I've got a G20 for a house gun with a light if necessary and a 20 rd. mag. It took a little bit to get used to the Glocks (I had others before) and expecially the big grip G20 but now I love it. Anything I can't stop with 21 rds. of 10mm can pretty much have what they want. The XD seems to be THE up and coming plastic pistol. I've fondled one but not had the opportunity to shoot one yet. May have to look into that.:mrgreen: :mrgreen:


----------



## Shipwreck (Jan 26, 2006)

I've prev rented an XD in 9mm a few months ago - nice gun. I may eventually get one. I have enough polymer guns for now, though - so we'll see.

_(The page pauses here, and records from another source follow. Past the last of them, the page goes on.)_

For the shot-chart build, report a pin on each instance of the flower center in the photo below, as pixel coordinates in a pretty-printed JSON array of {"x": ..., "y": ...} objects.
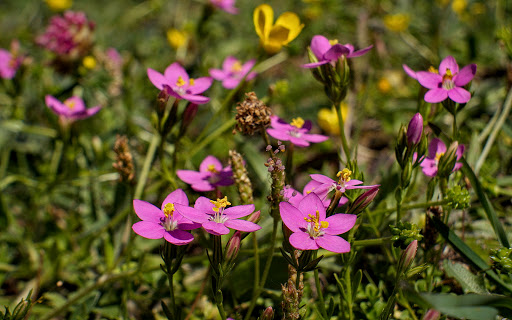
[
  {"x": 169, "y": 223},
  {"x": 218, "y": 208},
  {"x": 315, "y": 226}
]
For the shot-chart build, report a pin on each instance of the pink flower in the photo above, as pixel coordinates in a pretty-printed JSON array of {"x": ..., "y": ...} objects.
[
  {"x": 447, "y": 82},
  {"x": 225, "y": 5},
  {"x": 215, "y": 218},
  {"x": 436, "y": 150},
  {"x": 177, "y": 83},
  {"x": 233, "y": 71},
  {"x": 211, "y": 175},
  {"x": 166, "y": 222},
  {"x": 325, "y": 52},
  {"x": 311, "y": 229},
  {"x": 296, "y": 132},
  {"x": 72, "y": 108},
  {"x": 344, "y": 182}
]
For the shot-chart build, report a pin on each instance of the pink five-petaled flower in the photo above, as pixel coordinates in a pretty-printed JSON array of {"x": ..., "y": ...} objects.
[
  {"x": 72, "y": 108},
  {"x": 225, "y": 5},
  {"x": 330, "y": 51},
  {"x": 211, "y": 174},
  {"x": 296, "y": 132},
  {"x": 166, "y": 222},
  {"x": 344, "y": 182},
  {"x": 233, "y": 71},
  {"x": 447, "y": 82},
  {"x": 311, "y": 229},
  {"x": 436, "y": 150},
  {"x": 216, "y": 218},
  {"x": 177, "y": 83}
]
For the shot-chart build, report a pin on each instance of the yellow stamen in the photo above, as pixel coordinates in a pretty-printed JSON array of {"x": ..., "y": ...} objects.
[
  {"x": 180, "y": 82},
  {"x": 169, "y": 209},
  {"x": 220, "y": 203},
  {"x": 297, "y": 122},
  {"x": 344, "y": 174}
]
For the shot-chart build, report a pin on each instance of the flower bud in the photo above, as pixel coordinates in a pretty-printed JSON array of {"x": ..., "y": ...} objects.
[{"x": 415, "y": 130}]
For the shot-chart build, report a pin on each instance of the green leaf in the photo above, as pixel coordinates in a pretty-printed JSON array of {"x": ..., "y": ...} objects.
[{"x": 469, "y": 281}]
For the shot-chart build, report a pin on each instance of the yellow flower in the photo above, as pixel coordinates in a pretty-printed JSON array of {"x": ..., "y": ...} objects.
[
  {"x": 59, "y": 5},
  {"x": 177, "y": 38},
  {"x": 397, "y": 22},
  {"x": 274, "y": 36},
  {"x": 328, "y": 119}
]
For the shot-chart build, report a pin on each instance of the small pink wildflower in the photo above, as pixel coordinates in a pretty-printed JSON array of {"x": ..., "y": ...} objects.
[
  {"x": 296, "y": 132},
  {"x": 216, "y": 219},
  {"x": 436, "y": 150},
  {"x": 211, "y": 175},
  {"x": 166, "y": 222},
  {"x": 177, "y": 83},
  {"x": 72, "y": 109},
  {"x": 447, "y": 82},
  {"x": 233, "y": 71},
  {"x": 328, "y": 52},
  {"x": 311, "y": 229}
]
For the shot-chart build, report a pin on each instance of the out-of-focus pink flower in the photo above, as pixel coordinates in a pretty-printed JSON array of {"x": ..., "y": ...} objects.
[
  {"x": 327, "y": 51},
  {"x": 69, "y": 36},
  {"x": 447, "y": 82},
  {"x": 211, "y": 174},
  {"x": 296, "y": 132},
  {"x": 177, "y": 83},
  {"x": 72, "y": 108},
  {"x": 311, "y": 229},
  {"x": 225, "y": 5},
  {"x": 436, "y": 150},
  {"x": 233, "y": 71}
]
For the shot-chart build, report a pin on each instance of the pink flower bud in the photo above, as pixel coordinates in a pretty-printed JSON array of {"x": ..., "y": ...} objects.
[{"x": 415, "y": 129}]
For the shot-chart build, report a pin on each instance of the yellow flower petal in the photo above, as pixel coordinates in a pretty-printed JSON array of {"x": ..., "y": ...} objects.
[
  {"x": 290, "y": 21},
  {"x": 263, "y": 18}
]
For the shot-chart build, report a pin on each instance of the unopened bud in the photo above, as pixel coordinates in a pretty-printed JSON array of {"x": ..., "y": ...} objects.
[
  {"x": 268, "y": 314},
  {"x": 415, "y": 130},
  {"x": 363, "y": 201}
]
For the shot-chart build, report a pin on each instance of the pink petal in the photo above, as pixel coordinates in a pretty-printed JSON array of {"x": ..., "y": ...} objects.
[
  {"x": 428, "y": 79},
  {"x": 436, "y": 95},
  {"x": 292, "y": 217},
  {"x": 302, "y": 241},
  {"x": 178, "y": 237},
  {"x": 177, "y": 196},
  {"x": 157, "y": 79},
  {"x": 465, "y": 75},
  {"x": 319, "y": 46},
  {"x": 215, "y": 228},
  {"x": 239, "y": 211},
  {"x": 148, "y": 230},
  {"x": 459, "y": 95},
  {"x": 448, "y": 63},
  {"x": 340, "y": 223},
  {"x": 147, "y": 212},
  {"x": 333, "y": 243},
  {"x": 242, "y": 225}
]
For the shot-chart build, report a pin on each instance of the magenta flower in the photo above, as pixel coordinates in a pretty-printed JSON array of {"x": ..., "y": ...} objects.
[
  {"x": 344, "y": 182},
  {"x": 215, "y": 218},
  {"x": 311, "y": 229},
  {"x": 166, "y": 222},
  {"x": 233, "y": 71},
  {"x": 327, "y": 52},
  {"x": 211, "y": 175},
  {"x": 72, "y": 108},
  {"x": 225, "y": 5},
  {"x": 177, "y": 83},
  {"x": 436, "y": 150},
  {"x": 447, "y": 82},
  {"x": 296, "y": 132}
]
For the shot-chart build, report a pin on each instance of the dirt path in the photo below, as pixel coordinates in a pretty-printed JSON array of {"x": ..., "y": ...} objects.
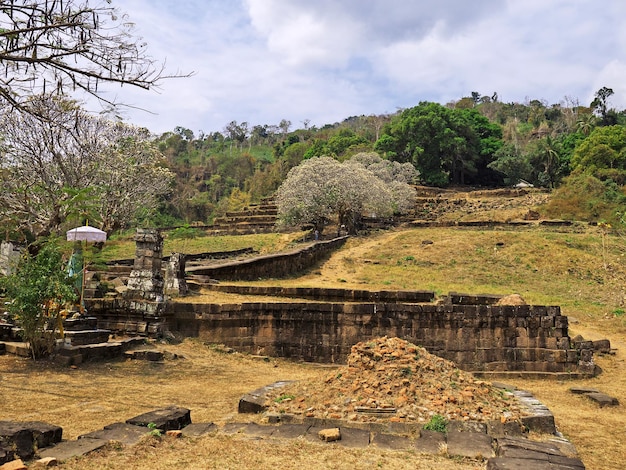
[{"x": 342, "y": 266}]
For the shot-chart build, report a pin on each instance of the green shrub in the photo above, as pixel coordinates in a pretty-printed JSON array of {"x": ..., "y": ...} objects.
[
  {"x": 437, "y": 423},
  {"x": 185, "y": 232}
]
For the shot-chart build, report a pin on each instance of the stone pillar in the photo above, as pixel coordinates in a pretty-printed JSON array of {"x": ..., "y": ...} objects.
[
  {"x": 175, "y": 283},
  {"x": 146, "y": 278}
]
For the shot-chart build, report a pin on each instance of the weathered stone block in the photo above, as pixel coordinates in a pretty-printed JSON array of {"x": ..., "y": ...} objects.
[{"x": 172, "y": 417}]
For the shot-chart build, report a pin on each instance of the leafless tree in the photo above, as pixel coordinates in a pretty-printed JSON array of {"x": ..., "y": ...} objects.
[
  {"x": 62, "y": 46},
  {"x": 59, "y": 164}
]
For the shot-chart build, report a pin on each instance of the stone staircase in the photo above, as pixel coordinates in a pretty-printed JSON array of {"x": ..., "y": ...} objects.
[
  {"x": 256, "y": 218},
  {"x": 83, "y": 341}
]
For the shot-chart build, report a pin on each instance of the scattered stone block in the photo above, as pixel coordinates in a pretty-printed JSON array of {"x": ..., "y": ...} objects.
[
  {"x": 259, "y": 430},
  {"x": 199, "y": 429},
  {"x": 391, "y": 441},
  {"x": 233, "y": 428},
  {"x": 475, "y": 445},
  {"x": 430, "y": 442},
  {"x": 14, "y": 465},
  {"x": 583, "y": 390},
  {"x": 506, "y": 463},
  {"x": 123, "y": 433},
  {"x": 69, "y": 449},
  {"x": 254, "y": 402},
  {"x": 602, "y": 346},
  {"x": 145, "y": 355},
  {"x": 23, "y": 437},
  {"x": 329, "y": 435},
  {"x": 602, "y": 399},
  {"x": 290, "y": 431},
  {"x": 353, "y": 437},
  {"x": 47, "y": 462},
  {"x": 165, "y": 419}
]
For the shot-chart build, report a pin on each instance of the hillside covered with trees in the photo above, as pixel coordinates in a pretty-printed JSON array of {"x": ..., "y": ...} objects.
[
  {"x": 70, "y": 167},
  {"x": 476, "y": 141}
]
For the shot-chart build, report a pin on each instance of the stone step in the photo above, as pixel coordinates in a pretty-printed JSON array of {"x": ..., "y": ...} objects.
[
  {"x": 84, "y": 337},
  {"x": 22, "y": 438},
  {"x": 81, "y": 323},
  {"x": 77, "y": 354},
  {"x": 18, "y": 348}
]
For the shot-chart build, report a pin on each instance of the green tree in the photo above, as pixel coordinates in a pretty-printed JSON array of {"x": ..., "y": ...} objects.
[
  {"x": 59, "y": 47},
  {"x": 321, "y": 189},
  {"x": 600, "y": 105},
  {"x": 48, "y": 162},
  {"x": 37, "y": 292},
  {"x": 445, "y": 145},
  {"x": 605, "y": 148}
]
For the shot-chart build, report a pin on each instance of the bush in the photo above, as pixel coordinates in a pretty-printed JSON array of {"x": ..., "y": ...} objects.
[
  {"x": 437, "y": 423},
  {"x": 37, "y": 293},
  {"x": 584, "y": 197},
  {"x": 185, "y": 232}
]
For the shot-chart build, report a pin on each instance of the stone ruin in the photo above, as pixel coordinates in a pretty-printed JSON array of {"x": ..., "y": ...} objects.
[
  {"x": 475, "y": 332},
  {"x": 146, "y": 278}
]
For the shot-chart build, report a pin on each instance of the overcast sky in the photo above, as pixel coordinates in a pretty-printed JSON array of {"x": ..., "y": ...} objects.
[{"x": 262, "y": 61}]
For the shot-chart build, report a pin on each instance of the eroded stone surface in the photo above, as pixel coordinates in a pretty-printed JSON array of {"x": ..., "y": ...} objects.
[{"x": 173, "y": 417}]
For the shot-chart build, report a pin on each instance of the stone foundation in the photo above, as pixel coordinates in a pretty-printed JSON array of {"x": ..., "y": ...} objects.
[{"x": 481, "y": 338}]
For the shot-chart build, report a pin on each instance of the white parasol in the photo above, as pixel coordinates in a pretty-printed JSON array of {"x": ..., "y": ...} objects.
[{"x": 86, "y": 234}]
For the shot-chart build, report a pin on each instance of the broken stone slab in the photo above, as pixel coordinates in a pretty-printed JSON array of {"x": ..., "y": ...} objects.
[
  {"x": 199, "y": 429},
  {"x": 127, "y": 434},
  {"x": 391, "y": 441},
  {"x": 165, "y": 419},
  {"x": 506, "y": 463},
  {"x": 255, "y": 401},
  {"x": 145, "y": 355},
  {"x": 47, "y": 462},
  {"x": 233, "y": 428},
  {"x": 602, "y": 399},
  {"x": 602, "y": 346},
  {"x": 329, "y": 435},
  {"x": 583, "y": 390},
  {"x": 513, "y": 447},
  {"x": 496, "y": 428},
  {"x": 258, "y": 430},
  {"x": 430, "y": 442},
  {"x": 353, "y": 437},
  {"x": 475, "y": 445},
  {"x": 24, "y": 437},
  {"x": 18, "y": 348},
  {"x": 540, "y": 419},
  {"x": 6, "y": 453},
  {"x": 69, "y": 449},
  {"x": 17, "y": 464},
  {"x": 291, "y": 431}
]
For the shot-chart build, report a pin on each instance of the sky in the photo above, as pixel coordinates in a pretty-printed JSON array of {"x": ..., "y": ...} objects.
[{"x": 321, "y": 61}]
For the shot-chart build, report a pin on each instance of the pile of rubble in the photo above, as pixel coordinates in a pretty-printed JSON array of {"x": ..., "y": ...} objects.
[{"x": 392, "y": 379}]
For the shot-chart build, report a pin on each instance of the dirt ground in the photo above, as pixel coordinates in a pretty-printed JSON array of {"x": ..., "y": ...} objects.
[{"x": 210, "y": 382}]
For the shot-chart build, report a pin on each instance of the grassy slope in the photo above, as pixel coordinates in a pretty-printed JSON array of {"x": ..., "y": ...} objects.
[{"x": 577, "y": 270}]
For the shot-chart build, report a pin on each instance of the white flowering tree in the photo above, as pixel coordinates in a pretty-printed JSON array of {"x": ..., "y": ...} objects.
[
  {"x": 73, "y": 165},
  {"x": 321, "y": 190}
]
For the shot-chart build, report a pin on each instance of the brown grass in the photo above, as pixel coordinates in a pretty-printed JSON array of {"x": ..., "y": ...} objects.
[
  {"x": 208, "y": 382},
  {"x": 568, "y": 268}
]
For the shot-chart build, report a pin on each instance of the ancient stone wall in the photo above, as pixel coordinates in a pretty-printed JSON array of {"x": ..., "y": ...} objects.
[
  {"x": 275, "y": 265},
  {"x": 483, "y": 338}
]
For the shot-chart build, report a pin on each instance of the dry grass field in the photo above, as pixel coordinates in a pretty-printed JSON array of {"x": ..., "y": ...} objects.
[{"x": 579, "y": 269}]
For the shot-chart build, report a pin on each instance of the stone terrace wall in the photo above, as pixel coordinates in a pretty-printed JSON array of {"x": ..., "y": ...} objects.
[
  {"x": 329, "y": 294},
  {"x": 477, "y": 337},
  {"x": 274, "y": 265}
]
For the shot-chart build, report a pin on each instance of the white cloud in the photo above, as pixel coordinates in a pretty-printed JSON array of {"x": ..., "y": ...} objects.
[{"x": 261, "y": 61}]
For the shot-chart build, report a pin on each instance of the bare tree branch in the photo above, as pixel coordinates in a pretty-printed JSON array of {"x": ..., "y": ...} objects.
[{"x": 57, "y": 47}]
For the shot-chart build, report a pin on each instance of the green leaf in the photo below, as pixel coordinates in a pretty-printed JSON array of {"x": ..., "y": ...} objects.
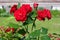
[
  {"x": 28, "y": 21},
  {"x": 13, "y": 25},
  {"x": 18, "y": 5},
  {"x": 43, "y": 30},
  {"x": 22, "y": 31},
  {"x": 46, "y": 37},
  {"x": 35, "y": 33},
  {"x": 33, "y": 14},
  {"x": 2, "y": 39}
]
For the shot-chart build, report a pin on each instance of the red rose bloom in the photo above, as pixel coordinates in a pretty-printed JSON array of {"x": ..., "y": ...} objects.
[
  {"x": 13, "y": 9},
  {"x": 27, "y": 7},
  {"x": 41, "y": 15},
  {"x": 48, "y": 13},
  {"x": 20, "y": 15},
  {"x": 35, "y": 5},
  {"x": 9, "y": 29},
  {"x": 57, "y": 38}
]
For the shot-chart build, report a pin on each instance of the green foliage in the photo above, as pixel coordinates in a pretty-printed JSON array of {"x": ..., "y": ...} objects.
[
  {"x": 35, "y": 33},
  {"x": 43, "y": 30},
  {"x": 45, "y": 37},
  {"x": 22, "y": 31},
  {"x": 28, "y": 21},
  {"x": 55, "y": 13},
  {"x": 33, "y": 14},
  {"x": 13, "y": 25},
  {"x": 18, "y": 5}
]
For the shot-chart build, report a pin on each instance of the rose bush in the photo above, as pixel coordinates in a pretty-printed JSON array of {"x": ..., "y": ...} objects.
[
  {"x": 26, "y": 15},
  {"x": 42, "y": 14},
  {"x": 13, "y": 9},
  {"x": 21, "y": 13}
]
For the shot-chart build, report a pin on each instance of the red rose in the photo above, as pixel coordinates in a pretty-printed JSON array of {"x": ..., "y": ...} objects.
[
  {"x": 9, "y": 29},
  {"x": 27, "y": 7},
  {"x": 48, "y": 13},
  {"x": 50, "y": 35},
  {"x": 57, "y": 38},
  {"x": 35, "y": 5},
  {"x": 13, "y": 9},
  {"x": 20, "y": 15},
  {"x": 41, "y": 15}
]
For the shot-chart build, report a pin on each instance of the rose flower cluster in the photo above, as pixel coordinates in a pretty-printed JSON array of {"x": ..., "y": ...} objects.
[{"x": 21, "y": 13}]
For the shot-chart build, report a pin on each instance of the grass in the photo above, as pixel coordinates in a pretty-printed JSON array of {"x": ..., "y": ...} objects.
[{"x": 52, "y": 25}]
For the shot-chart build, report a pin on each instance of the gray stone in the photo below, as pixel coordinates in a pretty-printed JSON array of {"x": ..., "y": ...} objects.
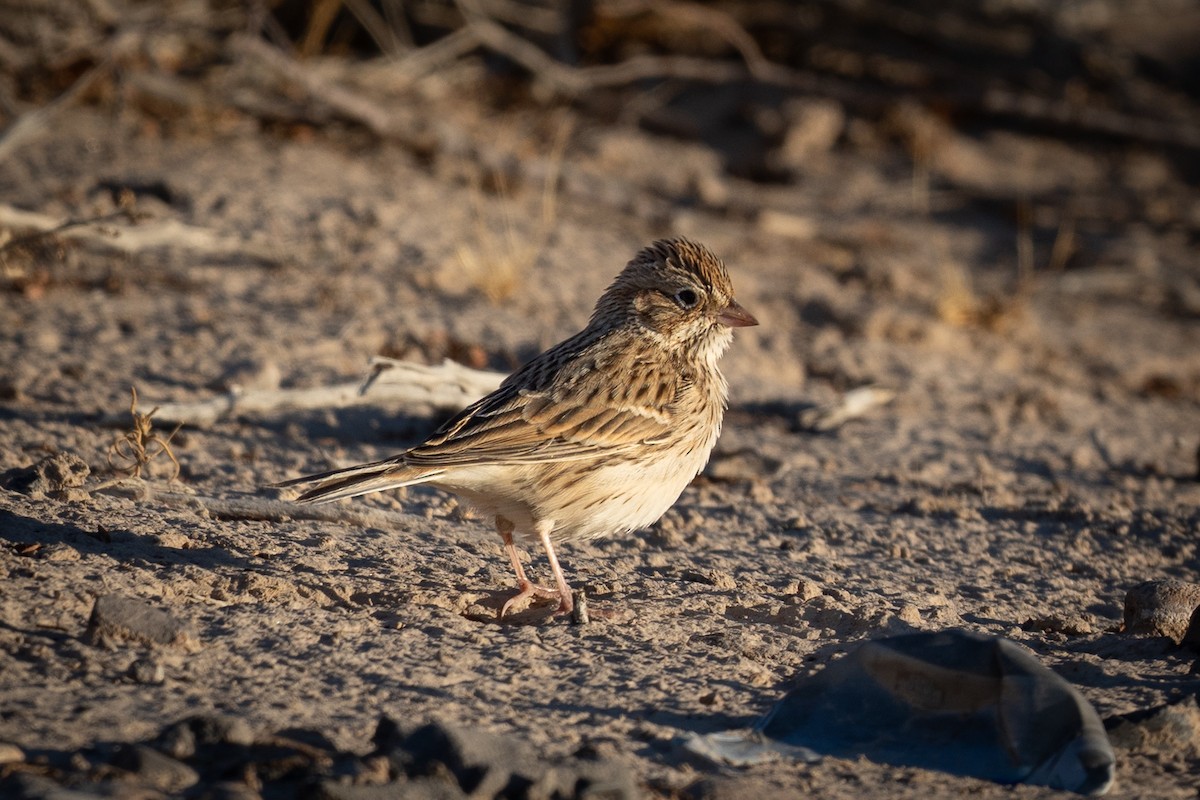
[
  {"x": 1161, "y": 608},
  {"x": 115, "y": 618},
  {"x": 53, "y": 474}
]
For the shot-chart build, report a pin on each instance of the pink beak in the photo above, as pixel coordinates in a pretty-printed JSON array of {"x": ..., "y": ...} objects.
[{"x": 735, "y": 316}]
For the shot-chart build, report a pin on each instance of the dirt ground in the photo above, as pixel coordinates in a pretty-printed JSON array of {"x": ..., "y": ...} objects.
[{"x": 1032, "y": 304}]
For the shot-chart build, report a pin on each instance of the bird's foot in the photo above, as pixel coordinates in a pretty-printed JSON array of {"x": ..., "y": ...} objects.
[{"x": 527, "y": 593}]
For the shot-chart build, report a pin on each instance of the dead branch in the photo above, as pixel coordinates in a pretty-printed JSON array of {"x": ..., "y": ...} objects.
[
  {"x": 448, "y": 385},
  {"x": 131, "y": 240},
  {"x": 35, "y": 122},
  {"x": 256, "y": 507}
]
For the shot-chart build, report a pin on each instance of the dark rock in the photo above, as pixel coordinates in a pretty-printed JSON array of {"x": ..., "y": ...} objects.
[
  {"x": 1168, "y": 729},
  {"x": 118, "y": 618},
  {"x": 1161, "y": 608},
  {"x": 1192, "y": 636},
  {"x": 489, "y": 765},
  {"x": 229, "y": 791},
  {"x": 11, "y": 753},
  {"x": 147, "y": 671},
  {"x": 405, "y": 789},
  {"x": 155, "y": 769}
]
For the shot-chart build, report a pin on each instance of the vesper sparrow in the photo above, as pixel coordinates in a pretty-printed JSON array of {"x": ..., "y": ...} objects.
[{"x": 597, "y": 435}]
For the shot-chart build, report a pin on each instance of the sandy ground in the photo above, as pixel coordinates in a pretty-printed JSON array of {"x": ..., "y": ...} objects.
[{"x": 1038, "y": 458}]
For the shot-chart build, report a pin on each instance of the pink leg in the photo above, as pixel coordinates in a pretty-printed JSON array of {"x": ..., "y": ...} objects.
[
  {"x": 527, "y": 590},
  {"x": 565, "y": 603}
]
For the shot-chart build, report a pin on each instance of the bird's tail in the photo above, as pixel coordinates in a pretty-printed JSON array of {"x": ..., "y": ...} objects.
[{"x": 364, "y": 479}]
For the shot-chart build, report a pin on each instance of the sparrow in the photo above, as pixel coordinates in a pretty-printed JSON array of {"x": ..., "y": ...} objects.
[{"x": 597, "y": 435}]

The 45 ACP version is very nice


----------



## Charlie (May 13, 2006)

That's what I wanted to hear 'bout the .45. Next time I go to the city I'll rent one. They still rent guns at Red's in Austin, don't they?


----------



## RONNIE J (May 8, 2006)

*Glock 10mm*

Charlie,
I am a big Glock fan and think they are a super combat weapon--so no bashing from this end, I used my G22 for the run on the CCW --have build some Glock Race guns --and will always own some. The fit in the hand of the XD is the factor that leans me in their direction and they do a fair job of point and shoot--It would be hard to give up the CDP for carry but the more you think of double the 45acp rounds in the holster--hope that a person would never need to use it but as past police office and military--have seen too much happen when a druggie needs a 20 buck fix--one woman who live 2 houses down from my mom had 2 guys follow her home from the drug store and ruff her up and take her prescriptions in her own kitchen--we had a corrections officer when he got home one day from work (unarmed) 2 guys robbing his home killed him and did things to the body that I could or would not even speak of here. Out in the country--no big city no--nice little suburb setting.. just in the last couple of years--more--old couple tied up robbed--their bedroom--Funeral home owner--him and his wife shot in bed at the funeral home
RJ


----------



## Charlie (May 13, 2006)

Time to spread some more guns out around the house, huh? In this rural area we just have about 40,000 in the county....but the meth labs are growing out in the countryside. I think our meth guys are kind of like the Bluebell ice cream jingle......"We sell all we can, and use the rest." The "country" isn't what it used to be.


----------



## nike98t (Jun 13, 2006)

*xd*

xd 45 is both my home and ccw. Great pistol


----------



## nike98t (Jun 13, 2006)

*9 mm*



Shipwreck said:


> I've prev rented an XD in 9mm a few months ago - nice gun. I may eventually get one. I have enough polymer guns for now, though - so we'll see.
> 
> The 45 ACP version is very nice


Fond of 9 mm are we?


----------



## Rustycompass (Jun 25, 2006)

nike98t said:


> xd 45 is both my home and ccw. Great pistol


Yep, I have to agree with ya Nike... :smt023


----------



## Shipwreck (Jan 26, 2006)

nike98t said:


> Fond of 9 mm are we?


I've had many .45's over the years - but, the ammo costs were killing me. 9mm is 1/2 the cost - and I can afford to go every 2 weeks now - so yes. I like the 9mm


----------



## RONNIE J (May 8, 2006)

The Tac can serve well as home and CCW with the right holster, no harder to conceal that the full size 1911 and 14 rounds ready to go.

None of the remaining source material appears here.